Well if the choice is rape, assault, or officer dickwad. I’ll deal with officer dickwad. I can’t believe you are going to sit there and suggest the best fucking response to continuing unwanted sexual advances is to just say “please go away”.

Because oh my fucking god the guy I am worried might rape me, might rape me if I report him. Jesus christ it doesn’t take an diploma to see how senseless that approach is.

Yep I know, I was one of them. Maybe you missed that through the red mist.

So the guy freaks you out so bad… and yet… nope, mister policeman might be a potential rapist too so I better just keep mum and maybe it will all go away? And if he comes back again, in the eyes of the cops it’ll be the first incident and they still may not take it very seriously.

File a report. Yeah, some cop with zero empathy will think you are wasting his time, but they’ll take the report if you insist. But hey, maybe the skeeve will never come back again.

Sure it is. That doesn’t mean that you don’t do it. That’s what cops are there for, and if they’re dicks about it, call them on that shit.

Seriously, what should she do? Not what should she feel (which is, of course, whatever she feels), but what should she do?

I’d just like to submit the possibility that the OP is overreacting a bit (or at least venting here in a way that indicates such, which may not be the same thing) AND that it’s not unreasonable to react that way. Both are entirely possible, even simultaneously.

She doesn’t know anything about this guy except how he’s behaved in front of her. The way he’s behaved in front of her is utterly unacceptable. That doesn’t necessarily indicate that he’s plotting to hide in her backseat and The Room her.

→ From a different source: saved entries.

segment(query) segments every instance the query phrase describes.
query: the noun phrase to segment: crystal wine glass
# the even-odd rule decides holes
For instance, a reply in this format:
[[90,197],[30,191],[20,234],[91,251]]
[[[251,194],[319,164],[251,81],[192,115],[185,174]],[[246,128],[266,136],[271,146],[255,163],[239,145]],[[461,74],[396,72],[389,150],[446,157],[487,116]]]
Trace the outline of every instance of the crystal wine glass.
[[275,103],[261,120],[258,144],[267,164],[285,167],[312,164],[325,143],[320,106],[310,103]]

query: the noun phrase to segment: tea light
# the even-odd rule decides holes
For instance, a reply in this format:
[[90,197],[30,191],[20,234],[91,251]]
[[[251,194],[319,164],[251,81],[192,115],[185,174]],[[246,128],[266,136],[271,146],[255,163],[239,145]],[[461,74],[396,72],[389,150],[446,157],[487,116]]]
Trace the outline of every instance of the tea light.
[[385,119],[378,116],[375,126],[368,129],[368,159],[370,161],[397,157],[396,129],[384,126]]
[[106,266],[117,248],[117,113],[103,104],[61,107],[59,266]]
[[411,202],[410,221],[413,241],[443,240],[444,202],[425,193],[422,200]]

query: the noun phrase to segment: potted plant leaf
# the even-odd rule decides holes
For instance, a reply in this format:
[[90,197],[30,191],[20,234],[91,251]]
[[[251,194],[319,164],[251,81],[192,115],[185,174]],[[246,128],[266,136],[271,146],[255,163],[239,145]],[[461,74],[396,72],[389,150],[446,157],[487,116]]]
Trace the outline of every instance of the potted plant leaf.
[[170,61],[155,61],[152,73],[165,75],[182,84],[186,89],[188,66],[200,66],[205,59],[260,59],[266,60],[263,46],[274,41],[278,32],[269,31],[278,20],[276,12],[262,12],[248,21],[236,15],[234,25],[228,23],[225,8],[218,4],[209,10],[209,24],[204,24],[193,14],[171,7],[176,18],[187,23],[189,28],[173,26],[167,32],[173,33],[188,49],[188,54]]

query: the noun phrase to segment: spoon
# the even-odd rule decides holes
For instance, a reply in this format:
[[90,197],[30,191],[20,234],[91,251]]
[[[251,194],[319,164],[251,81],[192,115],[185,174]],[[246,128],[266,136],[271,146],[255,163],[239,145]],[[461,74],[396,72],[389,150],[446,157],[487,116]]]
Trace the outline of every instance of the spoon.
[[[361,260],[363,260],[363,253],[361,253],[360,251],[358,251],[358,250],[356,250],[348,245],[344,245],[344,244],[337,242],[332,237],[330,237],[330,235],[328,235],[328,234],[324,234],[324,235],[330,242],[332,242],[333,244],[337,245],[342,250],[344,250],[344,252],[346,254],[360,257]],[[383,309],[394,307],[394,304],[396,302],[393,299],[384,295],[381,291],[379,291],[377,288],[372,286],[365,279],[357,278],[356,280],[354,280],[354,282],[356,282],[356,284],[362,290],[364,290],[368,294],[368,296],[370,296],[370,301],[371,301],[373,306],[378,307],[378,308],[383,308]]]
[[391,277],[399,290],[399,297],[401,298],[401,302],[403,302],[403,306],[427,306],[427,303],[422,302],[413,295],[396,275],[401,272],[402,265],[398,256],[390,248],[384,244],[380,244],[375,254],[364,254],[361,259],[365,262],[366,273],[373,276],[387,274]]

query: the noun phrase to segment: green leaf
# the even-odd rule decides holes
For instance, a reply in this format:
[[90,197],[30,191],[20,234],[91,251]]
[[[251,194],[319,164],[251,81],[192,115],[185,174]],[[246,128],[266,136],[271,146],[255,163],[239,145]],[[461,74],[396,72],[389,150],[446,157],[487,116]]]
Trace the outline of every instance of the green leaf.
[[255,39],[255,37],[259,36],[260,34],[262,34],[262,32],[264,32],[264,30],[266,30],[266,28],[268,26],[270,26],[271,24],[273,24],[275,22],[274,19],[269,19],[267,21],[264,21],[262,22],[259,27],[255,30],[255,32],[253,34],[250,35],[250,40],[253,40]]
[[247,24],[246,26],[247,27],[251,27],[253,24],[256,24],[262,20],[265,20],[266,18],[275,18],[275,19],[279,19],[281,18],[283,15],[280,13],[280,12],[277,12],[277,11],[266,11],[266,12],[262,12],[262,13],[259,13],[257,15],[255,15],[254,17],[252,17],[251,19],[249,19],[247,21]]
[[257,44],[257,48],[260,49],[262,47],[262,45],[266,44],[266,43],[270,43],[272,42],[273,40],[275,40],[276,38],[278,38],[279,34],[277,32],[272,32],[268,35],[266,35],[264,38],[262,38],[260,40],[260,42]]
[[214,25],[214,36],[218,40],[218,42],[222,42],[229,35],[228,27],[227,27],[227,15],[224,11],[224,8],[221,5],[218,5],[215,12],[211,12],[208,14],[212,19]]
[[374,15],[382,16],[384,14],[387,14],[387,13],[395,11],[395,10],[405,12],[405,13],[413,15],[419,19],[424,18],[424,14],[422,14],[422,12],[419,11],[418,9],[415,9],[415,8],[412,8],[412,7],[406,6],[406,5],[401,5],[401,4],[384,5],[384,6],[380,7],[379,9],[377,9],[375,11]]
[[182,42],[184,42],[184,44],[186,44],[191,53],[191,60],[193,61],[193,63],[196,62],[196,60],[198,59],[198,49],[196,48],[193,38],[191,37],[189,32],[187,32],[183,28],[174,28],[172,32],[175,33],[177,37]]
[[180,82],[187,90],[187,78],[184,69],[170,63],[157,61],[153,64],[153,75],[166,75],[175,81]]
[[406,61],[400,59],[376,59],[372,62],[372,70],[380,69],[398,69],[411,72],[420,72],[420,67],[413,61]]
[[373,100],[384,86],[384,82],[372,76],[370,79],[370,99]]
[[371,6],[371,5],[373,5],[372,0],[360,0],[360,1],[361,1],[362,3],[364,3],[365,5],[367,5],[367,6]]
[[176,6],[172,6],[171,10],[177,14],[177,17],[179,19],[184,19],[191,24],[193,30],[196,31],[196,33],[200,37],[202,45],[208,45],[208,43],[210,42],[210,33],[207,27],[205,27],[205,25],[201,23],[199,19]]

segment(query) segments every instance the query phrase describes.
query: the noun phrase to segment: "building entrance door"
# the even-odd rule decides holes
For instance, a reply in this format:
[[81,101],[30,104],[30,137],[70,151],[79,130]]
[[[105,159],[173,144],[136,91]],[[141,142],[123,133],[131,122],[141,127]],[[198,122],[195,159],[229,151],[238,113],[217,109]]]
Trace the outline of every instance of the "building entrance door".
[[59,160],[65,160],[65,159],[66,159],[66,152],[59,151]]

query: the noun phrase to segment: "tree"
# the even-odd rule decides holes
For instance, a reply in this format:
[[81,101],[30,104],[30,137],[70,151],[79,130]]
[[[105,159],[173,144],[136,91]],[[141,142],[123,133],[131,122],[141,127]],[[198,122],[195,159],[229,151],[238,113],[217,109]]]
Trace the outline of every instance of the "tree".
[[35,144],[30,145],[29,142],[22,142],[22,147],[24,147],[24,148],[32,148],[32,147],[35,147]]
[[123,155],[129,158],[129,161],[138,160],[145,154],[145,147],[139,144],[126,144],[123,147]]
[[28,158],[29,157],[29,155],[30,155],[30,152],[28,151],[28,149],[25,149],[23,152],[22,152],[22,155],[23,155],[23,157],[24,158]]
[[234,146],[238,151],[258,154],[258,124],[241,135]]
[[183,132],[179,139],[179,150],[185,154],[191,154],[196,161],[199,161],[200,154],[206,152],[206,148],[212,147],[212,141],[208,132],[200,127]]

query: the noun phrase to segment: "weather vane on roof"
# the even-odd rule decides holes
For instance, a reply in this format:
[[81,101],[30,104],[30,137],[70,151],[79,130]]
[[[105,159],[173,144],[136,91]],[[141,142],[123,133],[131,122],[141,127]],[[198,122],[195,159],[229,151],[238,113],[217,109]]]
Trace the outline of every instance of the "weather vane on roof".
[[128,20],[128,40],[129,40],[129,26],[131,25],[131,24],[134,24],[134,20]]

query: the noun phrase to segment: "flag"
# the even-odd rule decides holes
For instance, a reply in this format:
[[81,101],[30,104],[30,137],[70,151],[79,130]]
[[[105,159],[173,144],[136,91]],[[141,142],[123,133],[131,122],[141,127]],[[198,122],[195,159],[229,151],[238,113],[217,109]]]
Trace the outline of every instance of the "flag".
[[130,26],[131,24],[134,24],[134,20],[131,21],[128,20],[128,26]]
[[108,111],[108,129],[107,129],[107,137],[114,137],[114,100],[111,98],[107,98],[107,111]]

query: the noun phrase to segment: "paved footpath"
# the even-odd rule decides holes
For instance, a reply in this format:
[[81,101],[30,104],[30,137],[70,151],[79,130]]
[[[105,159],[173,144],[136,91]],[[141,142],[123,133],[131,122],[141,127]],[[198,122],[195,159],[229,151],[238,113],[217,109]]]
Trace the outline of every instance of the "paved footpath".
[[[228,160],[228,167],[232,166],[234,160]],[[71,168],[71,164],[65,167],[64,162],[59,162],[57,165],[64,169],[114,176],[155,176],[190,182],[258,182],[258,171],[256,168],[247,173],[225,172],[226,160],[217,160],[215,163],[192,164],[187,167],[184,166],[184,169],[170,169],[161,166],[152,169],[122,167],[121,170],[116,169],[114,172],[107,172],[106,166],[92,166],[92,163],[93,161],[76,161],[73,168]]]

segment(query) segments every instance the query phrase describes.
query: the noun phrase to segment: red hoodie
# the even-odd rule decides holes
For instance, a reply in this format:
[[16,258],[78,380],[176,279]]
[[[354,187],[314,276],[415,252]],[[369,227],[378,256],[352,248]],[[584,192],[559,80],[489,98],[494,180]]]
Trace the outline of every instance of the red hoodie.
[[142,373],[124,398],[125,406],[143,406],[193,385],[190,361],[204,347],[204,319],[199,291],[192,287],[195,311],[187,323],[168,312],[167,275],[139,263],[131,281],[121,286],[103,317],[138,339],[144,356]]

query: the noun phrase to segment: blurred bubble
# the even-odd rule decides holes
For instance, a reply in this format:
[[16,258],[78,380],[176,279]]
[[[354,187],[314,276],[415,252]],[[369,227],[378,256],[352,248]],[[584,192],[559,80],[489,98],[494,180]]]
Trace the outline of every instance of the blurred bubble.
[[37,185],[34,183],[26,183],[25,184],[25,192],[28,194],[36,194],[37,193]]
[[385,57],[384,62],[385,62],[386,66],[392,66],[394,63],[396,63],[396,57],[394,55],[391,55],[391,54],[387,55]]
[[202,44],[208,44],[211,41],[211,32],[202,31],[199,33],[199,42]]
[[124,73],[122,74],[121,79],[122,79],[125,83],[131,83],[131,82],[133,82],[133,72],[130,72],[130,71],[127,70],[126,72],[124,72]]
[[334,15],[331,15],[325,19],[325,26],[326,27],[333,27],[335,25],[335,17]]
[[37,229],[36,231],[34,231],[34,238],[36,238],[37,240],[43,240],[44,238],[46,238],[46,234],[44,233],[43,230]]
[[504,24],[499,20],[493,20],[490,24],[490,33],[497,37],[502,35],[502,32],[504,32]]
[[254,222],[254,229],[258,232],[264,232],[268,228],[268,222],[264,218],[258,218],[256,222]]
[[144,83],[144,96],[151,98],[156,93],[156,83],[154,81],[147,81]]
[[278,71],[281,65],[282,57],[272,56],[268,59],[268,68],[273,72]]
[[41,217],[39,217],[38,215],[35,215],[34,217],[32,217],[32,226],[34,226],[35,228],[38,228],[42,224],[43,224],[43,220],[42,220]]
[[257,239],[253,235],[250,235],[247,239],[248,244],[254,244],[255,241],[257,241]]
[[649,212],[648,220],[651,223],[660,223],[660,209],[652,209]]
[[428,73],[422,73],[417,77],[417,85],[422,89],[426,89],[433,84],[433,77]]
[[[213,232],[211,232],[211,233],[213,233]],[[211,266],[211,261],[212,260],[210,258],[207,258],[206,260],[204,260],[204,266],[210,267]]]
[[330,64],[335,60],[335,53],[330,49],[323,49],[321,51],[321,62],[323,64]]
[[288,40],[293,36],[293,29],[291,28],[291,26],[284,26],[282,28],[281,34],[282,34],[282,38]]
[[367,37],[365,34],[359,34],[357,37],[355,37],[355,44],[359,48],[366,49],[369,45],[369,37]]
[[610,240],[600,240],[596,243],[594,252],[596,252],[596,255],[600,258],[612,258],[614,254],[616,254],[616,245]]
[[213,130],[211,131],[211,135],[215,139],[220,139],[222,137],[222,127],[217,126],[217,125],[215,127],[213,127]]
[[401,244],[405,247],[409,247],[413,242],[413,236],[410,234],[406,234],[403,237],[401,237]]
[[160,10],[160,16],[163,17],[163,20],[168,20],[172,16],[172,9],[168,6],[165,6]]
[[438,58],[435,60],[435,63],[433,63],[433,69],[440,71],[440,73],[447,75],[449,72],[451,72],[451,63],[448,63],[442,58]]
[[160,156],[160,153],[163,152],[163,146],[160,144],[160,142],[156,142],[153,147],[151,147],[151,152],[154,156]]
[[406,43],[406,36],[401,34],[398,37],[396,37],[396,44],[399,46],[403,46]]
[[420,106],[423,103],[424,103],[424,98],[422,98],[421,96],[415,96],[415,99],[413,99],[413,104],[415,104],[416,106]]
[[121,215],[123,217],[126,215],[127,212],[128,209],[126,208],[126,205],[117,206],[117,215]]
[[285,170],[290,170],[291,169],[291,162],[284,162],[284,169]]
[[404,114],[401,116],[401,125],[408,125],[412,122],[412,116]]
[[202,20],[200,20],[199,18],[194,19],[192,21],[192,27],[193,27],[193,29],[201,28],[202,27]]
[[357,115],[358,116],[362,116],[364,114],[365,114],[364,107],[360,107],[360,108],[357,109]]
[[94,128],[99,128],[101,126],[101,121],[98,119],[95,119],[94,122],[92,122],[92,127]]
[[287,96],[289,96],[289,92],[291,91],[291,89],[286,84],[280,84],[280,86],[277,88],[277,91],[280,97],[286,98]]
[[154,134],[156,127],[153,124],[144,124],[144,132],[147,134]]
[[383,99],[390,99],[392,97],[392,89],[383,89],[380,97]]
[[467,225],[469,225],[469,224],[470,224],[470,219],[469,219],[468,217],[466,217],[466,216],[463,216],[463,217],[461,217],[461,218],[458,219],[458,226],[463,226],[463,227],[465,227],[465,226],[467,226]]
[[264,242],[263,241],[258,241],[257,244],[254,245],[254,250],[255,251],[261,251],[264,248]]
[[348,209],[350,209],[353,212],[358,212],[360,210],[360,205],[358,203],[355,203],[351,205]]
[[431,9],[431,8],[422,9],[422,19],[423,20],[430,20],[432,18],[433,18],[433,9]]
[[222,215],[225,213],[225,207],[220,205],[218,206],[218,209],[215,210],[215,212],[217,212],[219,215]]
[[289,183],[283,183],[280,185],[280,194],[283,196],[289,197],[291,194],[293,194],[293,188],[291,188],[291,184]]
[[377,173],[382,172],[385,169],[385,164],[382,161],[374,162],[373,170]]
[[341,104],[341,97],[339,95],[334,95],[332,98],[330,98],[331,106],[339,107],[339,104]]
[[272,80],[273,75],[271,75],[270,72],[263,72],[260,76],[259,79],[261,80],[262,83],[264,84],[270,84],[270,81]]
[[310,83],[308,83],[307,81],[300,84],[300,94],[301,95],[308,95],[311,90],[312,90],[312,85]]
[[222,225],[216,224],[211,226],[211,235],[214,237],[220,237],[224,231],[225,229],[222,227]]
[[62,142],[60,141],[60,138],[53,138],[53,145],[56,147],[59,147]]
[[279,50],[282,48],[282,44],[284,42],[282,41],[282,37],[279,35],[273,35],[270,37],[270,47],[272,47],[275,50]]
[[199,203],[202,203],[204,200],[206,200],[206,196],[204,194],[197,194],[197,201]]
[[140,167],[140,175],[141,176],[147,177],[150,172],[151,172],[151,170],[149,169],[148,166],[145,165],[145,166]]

Afraid is no way to go through life but prepared is good, and no one is powerless. Take reasonable precautions to protect yourself (and I’m not talking anything elaborate here, I’m talking pepper spray and SING) and then trust your instincts. Better to offend someone who already creeps you the fuck out than to err on the side of politeness. Without commenting on the OP’s behavior, I do think that more women need to truly accept the idea that it’s okay to say, LOUDLY “I’m not interested, go away and don’t bother me again. Ever.” Do NOT equivocate about this shit.

Stop blaming the victim, you guys. Don’t tell her she could have possibly did something differently because that’s what victim-blamers do.